America Won’t Bail

With the failure today of the bailout bill that party leaders cobbled together, not only has the stock market further collapsed, but the utter political strangeness of the situation has reached a pinnacle. This whole mess has a can’t-look-away quality to it. Pelosi blames Bush for the mess, Republicans blame Pelosi for poisoning the caucus, presidential candidates blame each other for the bill’s failure, and as never before in my memory the talk has very clearly nothing to do with reality.

Let’s examine motivations:

  • Bush is a lame duck and wants to secure his legacy by not screwing this up.
  • Either Obama or McCain will be President-elect in a month or so, and making the wrong decision on an issue this large could be deadly.
  • Party leaders want to take credit for their party.
  • Rank-and-file congressmen are shortly up for election and desperately want to not piss off their constituency.

And then the results:

  • Bush puts forth an enormous proposal with no accountability or oversight, but is astoundingly willing to add the oversight back in to the bill when challenged.
  • Obama and McCain both support the bill, but say almost nothing about it except that it should be passed quickly.
  • Party leaders on both sides support the bill, seem infurated with rank-and-file congressmen when they fail to pass it, blame each other.
  • Rank-and-file congressmen (R moreso than D, Bush be damned) hate the bill, due to significant outrage from their constituency, and kill it.

When you look at the pretty clear (and strong) motivations, the resulting actions make sense.

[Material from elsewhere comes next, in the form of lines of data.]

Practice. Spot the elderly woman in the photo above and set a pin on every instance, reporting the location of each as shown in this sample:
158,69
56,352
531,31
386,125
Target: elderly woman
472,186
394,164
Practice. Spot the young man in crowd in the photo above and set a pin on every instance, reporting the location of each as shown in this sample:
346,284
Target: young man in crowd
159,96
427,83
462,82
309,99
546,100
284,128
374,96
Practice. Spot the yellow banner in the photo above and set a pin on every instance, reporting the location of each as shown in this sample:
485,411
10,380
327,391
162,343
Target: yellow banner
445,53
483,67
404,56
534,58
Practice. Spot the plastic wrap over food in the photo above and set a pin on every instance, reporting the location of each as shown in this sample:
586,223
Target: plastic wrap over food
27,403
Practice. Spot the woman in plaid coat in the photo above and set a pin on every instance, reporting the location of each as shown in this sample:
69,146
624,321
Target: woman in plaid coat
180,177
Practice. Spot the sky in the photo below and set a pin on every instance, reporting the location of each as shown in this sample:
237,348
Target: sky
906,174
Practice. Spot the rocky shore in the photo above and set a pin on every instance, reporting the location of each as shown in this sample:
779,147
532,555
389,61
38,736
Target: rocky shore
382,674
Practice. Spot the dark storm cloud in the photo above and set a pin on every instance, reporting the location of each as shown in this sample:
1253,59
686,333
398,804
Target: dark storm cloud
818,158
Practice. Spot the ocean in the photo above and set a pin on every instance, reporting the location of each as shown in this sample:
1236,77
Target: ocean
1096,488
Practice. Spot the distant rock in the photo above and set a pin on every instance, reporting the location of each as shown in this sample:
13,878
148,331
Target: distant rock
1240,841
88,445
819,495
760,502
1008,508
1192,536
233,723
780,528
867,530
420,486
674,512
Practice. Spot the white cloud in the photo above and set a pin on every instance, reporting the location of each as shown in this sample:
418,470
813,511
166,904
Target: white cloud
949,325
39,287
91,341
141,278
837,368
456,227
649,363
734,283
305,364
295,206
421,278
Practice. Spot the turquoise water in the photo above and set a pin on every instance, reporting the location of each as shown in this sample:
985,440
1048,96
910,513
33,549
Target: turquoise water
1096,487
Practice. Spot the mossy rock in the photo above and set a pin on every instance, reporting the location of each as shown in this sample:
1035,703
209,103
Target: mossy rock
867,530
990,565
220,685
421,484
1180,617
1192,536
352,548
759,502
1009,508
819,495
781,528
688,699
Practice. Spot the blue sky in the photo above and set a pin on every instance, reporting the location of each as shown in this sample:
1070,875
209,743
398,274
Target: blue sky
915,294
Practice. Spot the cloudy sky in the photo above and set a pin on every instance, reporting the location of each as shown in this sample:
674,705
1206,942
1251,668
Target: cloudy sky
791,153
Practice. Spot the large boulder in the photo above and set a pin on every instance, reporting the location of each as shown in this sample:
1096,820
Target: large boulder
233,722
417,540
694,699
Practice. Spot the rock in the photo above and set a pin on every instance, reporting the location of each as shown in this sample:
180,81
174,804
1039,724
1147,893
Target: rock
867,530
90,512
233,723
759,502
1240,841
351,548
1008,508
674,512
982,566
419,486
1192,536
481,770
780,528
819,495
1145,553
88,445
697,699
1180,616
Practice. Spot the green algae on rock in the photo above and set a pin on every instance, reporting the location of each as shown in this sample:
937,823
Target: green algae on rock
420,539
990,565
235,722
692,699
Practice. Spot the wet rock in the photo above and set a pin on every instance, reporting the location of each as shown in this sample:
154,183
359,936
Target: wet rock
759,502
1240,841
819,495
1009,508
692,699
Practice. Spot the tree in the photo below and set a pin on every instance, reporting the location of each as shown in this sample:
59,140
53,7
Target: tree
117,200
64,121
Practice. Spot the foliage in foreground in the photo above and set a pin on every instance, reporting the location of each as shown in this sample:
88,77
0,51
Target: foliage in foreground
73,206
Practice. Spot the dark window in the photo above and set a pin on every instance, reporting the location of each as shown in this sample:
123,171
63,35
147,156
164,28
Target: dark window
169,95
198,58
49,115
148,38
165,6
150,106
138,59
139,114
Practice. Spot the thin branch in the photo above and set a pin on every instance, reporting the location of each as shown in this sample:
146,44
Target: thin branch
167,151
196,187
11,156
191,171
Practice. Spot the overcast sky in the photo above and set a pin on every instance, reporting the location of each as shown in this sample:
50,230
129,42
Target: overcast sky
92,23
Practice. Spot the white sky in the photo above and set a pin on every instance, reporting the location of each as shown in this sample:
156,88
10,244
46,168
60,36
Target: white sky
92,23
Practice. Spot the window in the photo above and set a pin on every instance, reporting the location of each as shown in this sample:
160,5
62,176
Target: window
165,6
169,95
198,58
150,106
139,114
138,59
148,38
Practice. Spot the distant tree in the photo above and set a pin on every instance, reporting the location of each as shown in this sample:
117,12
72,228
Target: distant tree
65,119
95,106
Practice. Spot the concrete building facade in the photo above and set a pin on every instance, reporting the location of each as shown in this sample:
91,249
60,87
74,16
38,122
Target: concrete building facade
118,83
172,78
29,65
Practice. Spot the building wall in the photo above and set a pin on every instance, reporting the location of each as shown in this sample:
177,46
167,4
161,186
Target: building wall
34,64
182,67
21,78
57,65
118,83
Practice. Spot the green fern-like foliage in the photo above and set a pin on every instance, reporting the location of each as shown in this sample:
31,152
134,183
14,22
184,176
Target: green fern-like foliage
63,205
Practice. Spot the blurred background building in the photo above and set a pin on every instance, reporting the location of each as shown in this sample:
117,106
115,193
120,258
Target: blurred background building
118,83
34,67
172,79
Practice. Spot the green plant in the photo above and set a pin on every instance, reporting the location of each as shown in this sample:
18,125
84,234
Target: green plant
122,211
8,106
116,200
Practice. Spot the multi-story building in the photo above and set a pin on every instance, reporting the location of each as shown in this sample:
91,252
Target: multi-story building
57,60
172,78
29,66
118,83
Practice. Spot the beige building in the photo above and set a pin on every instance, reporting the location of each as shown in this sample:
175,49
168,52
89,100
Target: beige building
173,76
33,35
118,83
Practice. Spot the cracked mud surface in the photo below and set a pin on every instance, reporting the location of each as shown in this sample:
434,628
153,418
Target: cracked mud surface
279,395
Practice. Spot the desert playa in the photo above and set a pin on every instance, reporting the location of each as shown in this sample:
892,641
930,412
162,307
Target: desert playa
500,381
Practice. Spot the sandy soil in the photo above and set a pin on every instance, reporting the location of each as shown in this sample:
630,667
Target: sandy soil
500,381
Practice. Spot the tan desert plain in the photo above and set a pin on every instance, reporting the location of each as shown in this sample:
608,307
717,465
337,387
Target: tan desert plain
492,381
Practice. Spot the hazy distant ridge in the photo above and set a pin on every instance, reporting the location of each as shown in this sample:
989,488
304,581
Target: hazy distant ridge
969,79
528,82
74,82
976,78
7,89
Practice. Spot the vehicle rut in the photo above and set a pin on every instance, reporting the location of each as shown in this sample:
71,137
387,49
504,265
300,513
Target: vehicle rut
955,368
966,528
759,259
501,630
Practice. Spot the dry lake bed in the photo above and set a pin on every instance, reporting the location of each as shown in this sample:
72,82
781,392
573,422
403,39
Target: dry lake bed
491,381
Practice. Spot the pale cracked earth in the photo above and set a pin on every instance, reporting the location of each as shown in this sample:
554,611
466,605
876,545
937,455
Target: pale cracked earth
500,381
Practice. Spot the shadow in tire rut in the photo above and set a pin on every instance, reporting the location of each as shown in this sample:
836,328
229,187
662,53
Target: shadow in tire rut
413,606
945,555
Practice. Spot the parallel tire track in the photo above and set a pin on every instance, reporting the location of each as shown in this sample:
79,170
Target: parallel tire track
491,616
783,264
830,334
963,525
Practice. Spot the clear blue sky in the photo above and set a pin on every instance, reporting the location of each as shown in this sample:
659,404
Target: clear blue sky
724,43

But played as a right vs. left battle, it’s mass hysteria and confusion.

So what’s the outcome of all this? The American people seem to have come together, without regard to party, to kill this bill through pressure on our elected representatives, despite the wishes of the powerful of both parties. As a result, we’ve given ourselves one of the largest stock crashes in history and we’ve caused a large number of powerful people to soil themselves. I don’t know if I should be afraid or proud.

14 Responses to “America Won’t Bail”

  1. knarlyknight Says:

    Nice dissection. Sure, go ahead and take some pride in Americans coming together to give their elected representatives some clear direction. The sheep are starting to snarl!

    The reaction of the public reminds me more of a mob. It was a visceral “no-way are you borrowing our future tax dollars to buy a bunch of crappy investments on our behalf from a bunch of over-paid con artists” rather than an intellectual decision to go along with the fear mongers who warn that a bailout is needed now or the great depression will swallow us all. As usual, the truth lies somewhere in the middle. I favour and applaud the American people who have rejected this deal and hope the consequnces are not to negative.

    Notice the media is continuing to blast home the message that if a bailout isn’t forthcoming soon we’ll all be at the soup kitchens.

    Here’s an intersting take on it:

  2. knarlyknight Says:

    This is near the middle, where the truth

  3. shcb Says:

    Good job Matt,

    I think that is a fair assessment, skewed minimally. I think we all owe a lot of thanks to House Republicans on this deal as long as they can get something compromised in the next day or two, they removed a lot of nasty provisions in the original bill, to keep this discussion civil I won’t go into details now. We also owe many thanks to Democrats who are letting the Republicans block this, they have the votes but are letting things work out as they should. Also don’t underestimate the value Newt Gingrich has given to some sanity in this situation.

    Should we be proud or scared? Both, we are seeing banks and financial institutions fail around the world, institutions that were leveraged 30 and 60 times in their debt equity ratios. That is not necessarily a bad thing, the markets are down but not as much as 1989 and we survived, if congress can get something done, if the House can get something done in the next day or two it wouldn’t surprise me if we see a 1000 point gain in one day. I think the Senate has been embarrassed enough that they will sign just about anything the House sends them and the President already has the cap off his pen.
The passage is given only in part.